Também não podemos ser ingênuos e pensar que não há situações na vida que são realmente graves. Mas se conseguirmos passar por elas com menos ansiedade, poderemos encaminhá-las de forma mais adequada, mesmo sendo situações de doença, perdas sérias e até mesmo a morte. Se você viu o filme Patch Adams— o amor é contagioso, uma biografia baseada em fatos reais, deve lembrar que um médico afetuoso e com excelente senso de humor conseguiu fazer um paciente terminal agressivo e mal-humorado enfrentar a morte e despedir-se da família com aceitação e tranqüilidade, apesar de todo o sofrimento envolvido. Neste sentido, há uma oração conhecida, que contém muita sabedoria: “Meu Deus, dai-me força para mudar as coisas que posso mudar, paciência para tolerar aquelas que não posso mudar e sabedoria para distinguir entre os dois tipos de situação”. Se seguirmos esse princípio, poderemos melhorar muito nossa qualidade de vida. Se você acha que não consegue seguir esses princípios sozinho(a), procure a ajuda de um profissional. Um psicólogo ou profissional de área afim poderá ajudá-lo a pôr em prática certas medidas que vão diminuir sua ansiedade.

Referências bibliográficas

BECK, A. T.; WARD, C. H.; MENDELSON, M.; MOCK, J. & ERBAUGH, J. An inventory for measuring depression. Archives of General Psychiatry, 5611-571, 1961.
EPSTEIN, S. The nature of anxiety with emphasis upon its relationship to expectancy. In C.D.

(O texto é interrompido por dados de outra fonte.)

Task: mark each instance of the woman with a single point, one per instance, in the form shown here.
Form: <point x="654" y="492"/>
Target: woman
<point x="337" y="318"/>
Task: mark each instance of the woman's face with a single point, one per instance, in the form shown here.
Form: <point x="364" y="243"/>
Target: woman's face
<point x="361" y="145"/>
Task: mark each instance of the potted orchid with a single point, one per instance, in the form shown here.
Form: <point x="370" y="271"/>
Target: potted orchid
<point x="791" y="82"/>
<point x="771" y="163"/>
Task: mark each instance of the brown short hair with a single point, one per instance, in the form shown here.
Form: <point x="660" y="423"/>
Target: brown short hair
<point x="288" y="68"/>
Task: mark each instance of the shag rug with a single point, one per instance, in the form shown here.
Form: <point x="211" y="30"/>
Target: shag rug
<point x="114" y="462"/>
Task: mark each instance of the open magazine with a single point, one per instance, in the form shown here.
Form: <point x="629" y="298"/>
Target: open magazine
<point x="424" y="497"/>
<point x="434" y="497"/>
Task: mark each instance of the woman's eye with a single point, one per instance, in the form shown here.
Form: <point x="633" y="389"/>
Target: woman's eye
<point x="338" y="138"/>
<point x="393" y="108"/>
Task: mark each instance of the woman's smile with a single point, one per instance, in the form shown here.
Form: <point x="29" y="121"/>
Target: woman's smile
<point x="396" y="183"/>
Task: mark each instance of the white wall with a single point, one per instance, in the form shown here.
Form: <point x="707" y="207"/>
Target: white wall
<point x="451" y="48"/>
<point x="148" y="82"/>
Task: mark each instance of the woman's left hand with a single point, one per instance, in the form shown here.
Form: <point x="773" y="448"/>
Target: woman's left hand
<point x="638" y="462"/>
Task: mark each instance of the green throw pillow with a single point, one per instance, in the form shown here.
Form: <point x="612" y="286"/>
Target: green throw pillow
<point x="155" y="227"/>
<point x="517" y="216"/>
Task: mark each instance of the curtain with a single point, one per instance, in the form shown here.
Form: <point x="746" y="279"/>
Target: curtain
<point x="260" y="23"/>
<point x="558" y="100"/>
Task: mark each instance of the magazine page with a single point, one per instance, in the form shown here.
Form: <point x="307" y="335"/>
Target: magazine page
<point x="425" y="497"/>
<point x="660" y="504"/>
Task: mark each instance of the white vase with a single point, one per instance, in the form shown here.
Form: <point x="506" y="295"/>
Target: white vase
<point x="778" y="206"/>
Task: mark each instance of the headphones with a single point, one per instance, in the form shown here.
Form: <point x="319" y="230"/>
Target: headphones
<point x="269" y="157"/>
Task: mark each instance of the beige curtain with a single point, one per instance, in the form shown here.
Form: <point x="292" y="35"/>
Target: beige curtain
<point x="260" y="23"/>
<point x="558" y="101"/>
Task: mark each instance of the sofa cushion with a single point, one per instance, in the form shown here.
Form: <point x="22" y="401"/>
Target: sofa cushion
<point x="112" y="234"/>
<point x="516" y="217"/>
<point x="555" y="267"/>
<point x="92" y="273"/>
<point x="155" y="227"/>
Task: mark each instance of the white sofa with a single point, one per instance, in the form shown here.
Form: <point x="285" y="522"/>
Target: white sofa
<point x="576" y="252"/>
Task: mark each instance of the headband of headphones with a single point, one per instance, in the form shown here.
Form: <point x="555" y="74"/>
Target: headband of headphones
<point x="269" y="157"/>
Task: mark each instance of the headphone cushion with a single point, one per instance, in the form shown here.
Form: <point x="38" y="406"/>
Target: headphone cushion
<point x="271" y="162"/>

SPIELBERGER (Org.). Anxiety: Current Trends in Theory and Research. Vol. II. New York and London: Academic Press.
FREUD, S. Collected papers. Vol. 1. London: Hogarth Press, 1934.
CARLSON, Richard. Não faça tempestade em copo d’água. Rio de Janeiro: Rocco, 1998.
SKINNER, B. F. Verbal Behavior. New York: Appleton-Century Crofts, 1957.
SPIELBERGER, C. D. Anxiety as an emotional State. In C.D. Spielberger (Org.) Anxiety: Current Trends in Theory and Research. New York and London: Academic Press, pp. 24-47, 1972.